White is part of Connect2College (C2C), a new outreach project of the Mayor’s Office of Education’s PhillyGoes2College project that provides Philadelphians with the information they need to pursue a college education. C2C launched in October 2014, three days before the nonprofit College Access and Success Center at the Gallery closed its doors after 22 years. It was a loss, says White, who managed that center, but also an opportunity to reimagine how to best help residents on the path to college: “With C2C, we can reach more people in their neighborhoods.”
“We want to meet people where they are,” echoes Sayeh Hormozi of the Mayor’s Office of Education. For C2C, that means looking at options in addition to partnerships with libraries and other community centers citywide. “We asked: How can we reach people who can’t or won’t come to a brick and mortar location?” Hormozi says. The 21st-century answer: using everyday technology in smart, innovative ways to increase the reach of C2C.
C2C offers three different options to access college information.

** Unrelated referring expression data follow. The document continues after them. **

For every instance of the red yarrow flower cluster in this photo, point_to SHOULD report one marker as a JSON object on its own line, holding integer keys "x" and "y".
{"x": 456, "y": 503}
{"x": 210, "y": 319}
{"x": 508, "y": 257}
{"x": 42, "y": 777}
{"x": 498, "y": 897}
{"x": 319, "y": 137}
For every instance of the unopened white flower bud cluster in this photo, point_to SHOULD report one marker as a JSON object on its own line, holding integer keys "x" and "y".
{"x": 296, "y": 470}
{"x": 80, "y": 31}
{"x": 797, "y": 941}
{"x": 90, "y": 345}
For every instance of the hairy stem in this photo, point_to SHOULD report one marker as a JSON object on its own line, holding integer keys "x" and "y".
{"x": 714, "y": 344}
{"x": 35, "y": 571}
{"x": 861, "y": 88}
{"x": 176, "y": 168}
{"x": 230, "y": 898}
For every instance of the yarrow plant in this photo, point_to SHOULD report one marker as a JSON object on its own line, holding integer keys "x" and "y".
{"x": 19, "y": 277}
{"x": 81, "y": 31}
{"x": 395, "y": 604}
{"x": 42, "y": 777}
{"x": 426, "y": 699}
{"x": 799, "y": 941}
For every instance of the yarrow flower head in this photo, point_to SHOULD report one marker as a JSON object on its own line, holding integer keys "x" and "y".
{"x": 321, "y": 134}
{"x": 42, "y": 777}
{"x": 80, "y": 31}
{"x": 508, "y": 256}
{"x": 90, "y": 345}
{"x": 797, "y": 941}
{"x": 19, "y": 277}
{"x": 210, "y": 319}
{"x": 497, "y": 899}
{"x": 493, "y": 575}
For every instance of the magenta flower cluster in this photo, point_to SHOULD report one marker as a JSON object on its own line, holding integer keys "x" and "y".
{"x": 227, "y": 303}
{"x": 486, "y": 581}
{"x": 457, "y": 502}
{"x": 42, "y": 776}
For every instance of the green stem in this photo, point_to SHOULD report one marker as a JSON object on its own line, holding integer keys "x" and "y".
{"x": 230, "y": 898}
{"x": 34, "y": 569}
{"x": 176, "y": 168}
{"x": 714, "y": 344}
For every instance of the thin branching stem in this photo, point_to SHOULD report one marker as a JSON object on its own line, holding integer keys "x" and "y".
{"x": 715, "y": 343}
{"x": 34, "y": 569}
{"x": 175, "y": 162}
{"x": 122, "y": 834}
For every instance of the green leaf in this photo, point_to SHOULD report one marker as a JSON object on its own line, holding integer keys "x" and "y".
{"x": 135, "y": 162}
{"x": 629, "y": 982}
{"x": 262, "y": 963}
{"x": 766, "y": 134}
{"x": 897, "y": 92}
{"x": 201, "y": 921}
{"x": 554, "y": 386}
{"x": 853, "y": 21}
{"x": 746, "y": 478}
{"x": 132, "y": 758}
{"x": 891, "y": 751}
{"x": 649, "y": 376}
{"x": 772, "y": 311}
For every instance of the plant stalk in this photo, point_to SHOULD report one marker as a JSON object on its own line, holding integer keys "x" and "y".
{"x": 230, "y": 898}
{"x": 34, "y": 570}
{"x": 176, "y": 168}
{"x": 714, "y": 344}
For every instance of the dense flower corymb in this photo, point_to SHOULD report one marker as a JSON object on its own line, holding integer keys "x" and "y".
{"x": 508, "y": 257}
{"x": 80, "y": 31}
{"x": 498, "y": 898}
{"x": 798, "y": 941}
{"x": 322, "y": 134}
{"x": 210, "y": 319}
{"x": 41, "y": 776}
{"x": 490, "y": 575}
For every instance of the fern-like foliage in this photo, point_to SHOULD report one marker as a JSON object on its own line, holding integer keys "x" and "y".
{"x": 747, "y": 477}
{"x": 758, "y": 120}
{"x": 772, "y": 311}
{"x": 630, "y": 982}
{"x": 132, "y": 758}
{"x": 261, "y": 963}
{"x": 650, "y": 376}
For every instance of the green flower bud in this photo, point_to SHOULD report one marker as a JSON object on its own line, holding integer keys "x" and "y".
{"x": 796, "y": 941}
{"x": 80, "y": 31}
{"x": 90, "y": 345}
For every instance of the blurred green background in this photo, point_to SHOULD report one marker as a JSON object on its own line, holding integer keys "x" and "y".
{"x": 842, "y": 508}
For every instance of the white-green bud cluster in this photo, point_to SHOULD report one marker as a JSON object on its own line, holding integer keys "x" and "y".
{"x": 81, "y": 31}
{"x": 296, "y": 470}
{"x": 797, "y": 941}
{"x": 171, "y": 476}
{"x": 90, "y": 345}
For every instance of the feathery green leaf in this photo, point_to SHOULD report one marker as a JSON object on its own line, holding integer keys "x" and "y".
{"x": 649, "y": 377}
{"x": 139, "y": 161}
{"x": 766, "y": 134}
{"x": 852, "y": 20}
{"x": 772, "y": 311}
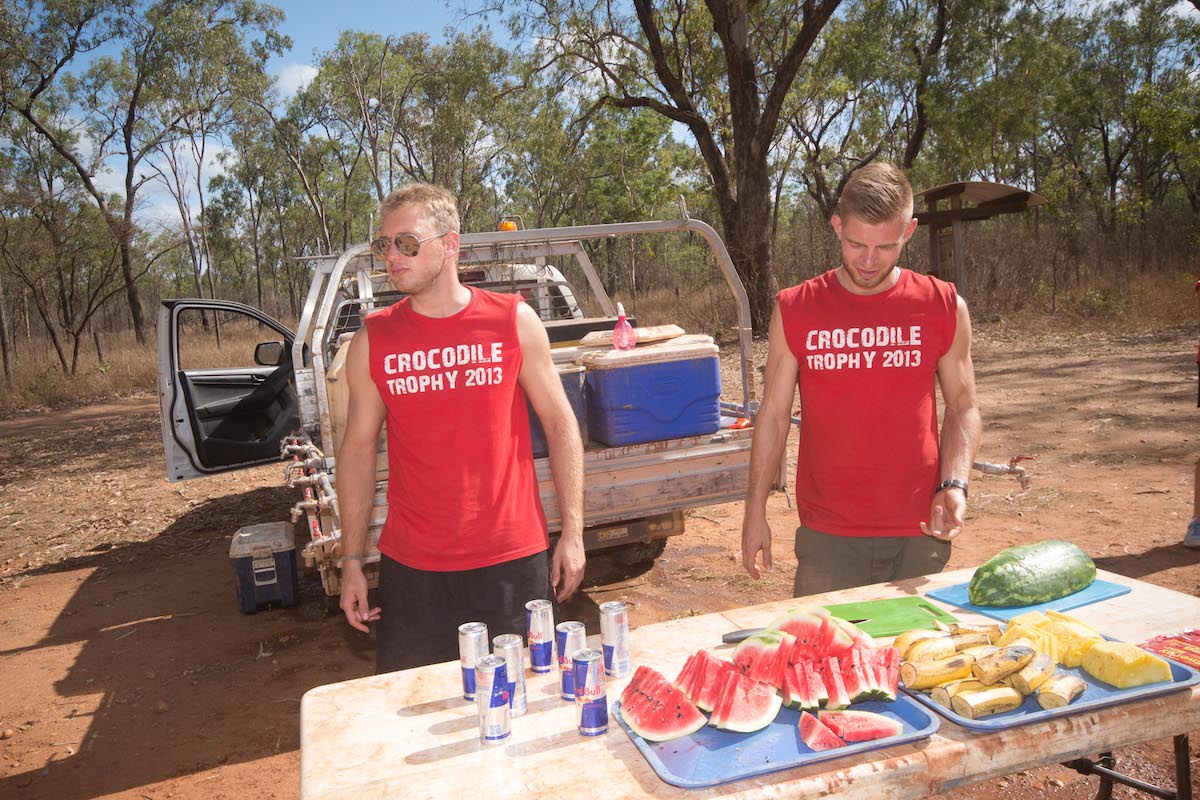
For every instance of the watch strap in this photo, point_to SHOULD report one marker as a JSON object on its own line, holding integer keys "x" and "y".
{"x": 953, "y": 483}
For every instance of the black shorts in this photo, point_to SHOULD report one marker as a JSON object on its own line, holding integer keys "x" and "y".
{"x": 420, "y": 612}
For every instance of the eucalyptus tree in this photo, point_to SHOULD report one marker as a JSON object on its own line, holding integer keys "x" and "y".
{"x": 118, "y": 95}
{"x": 52, "y": 238}
{"x": 723, "y": 68}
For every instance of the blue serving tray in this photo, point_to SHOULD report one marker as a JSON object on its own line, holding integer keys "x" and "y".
{"x": 711, "y": 757}
{"x": 1098, "y": 695}
{"x": 1093, "y": 593}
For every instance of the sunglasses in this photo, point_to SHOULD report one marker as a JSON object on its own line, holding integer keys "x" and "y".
{"x": 407, "y": 244}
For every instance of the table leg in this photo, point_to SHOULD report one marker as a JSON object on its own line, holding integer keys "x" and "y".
{"x": 1103, "y": 768}
{"x": 1182, "y": 768}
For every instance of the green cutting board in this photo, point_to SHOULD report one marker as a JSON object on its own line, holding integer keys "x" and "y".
{"x": 892, "y": 615}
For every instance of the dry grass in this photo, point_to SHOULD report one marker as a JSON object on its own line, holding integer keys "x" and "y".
{"x": 1137, "y": 304}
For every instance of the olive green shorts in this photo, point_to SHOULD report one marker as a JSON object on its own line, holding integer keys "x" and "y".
{"x": 827, "y": 563}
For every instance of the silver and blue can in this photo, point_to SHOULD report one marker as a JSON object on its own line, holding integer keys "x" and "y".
{"x": 492, "y": 684}
{"x": 569, "y": 637}
{"x": 472, "y": 647}
{"x": 615, "y": 638}
{"x": 540, "y": 633}
{"x": 591, "y": 696}
{"x": 511, "y": 648}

For those who prefer to access college information online, C2C has a comprehensive website offering tips on preparing for, applying to and affording college. For those most comfortable using use their cell phones or who do not have a smartphone or computer access, C2C offers an interactive text message system that guides users to the existing resources that will be most helpful to them. And for those who want one-on-one guidance, C2C works with libraries, KEYSPOT computer access sites and community centers, providing training and resources to partner staff to answer common college questions. (White is available by appointment for more complex queries.) Along SEPTA’s subway lines, bright blue and yellow signs advertise the many new options for Philadelphians considering college. “Some people have questions about completing the FAFSA. Some people have questions about getting their GED. We want to help people at every step along the way to college,” explains Leana Cabral, also of the Mayor’s Office of Education.
Each student has a unique situation and his or her own preferences for receiving information, says White, who fields questions from teenagers who will be the first in their family to attend college as well as from adults who are returning to the classroom. “We can provide people with reliable resources to help them make realistic decisions, the best decisions for themselves,” says White. “We want them not just to enter college, but to graduate.”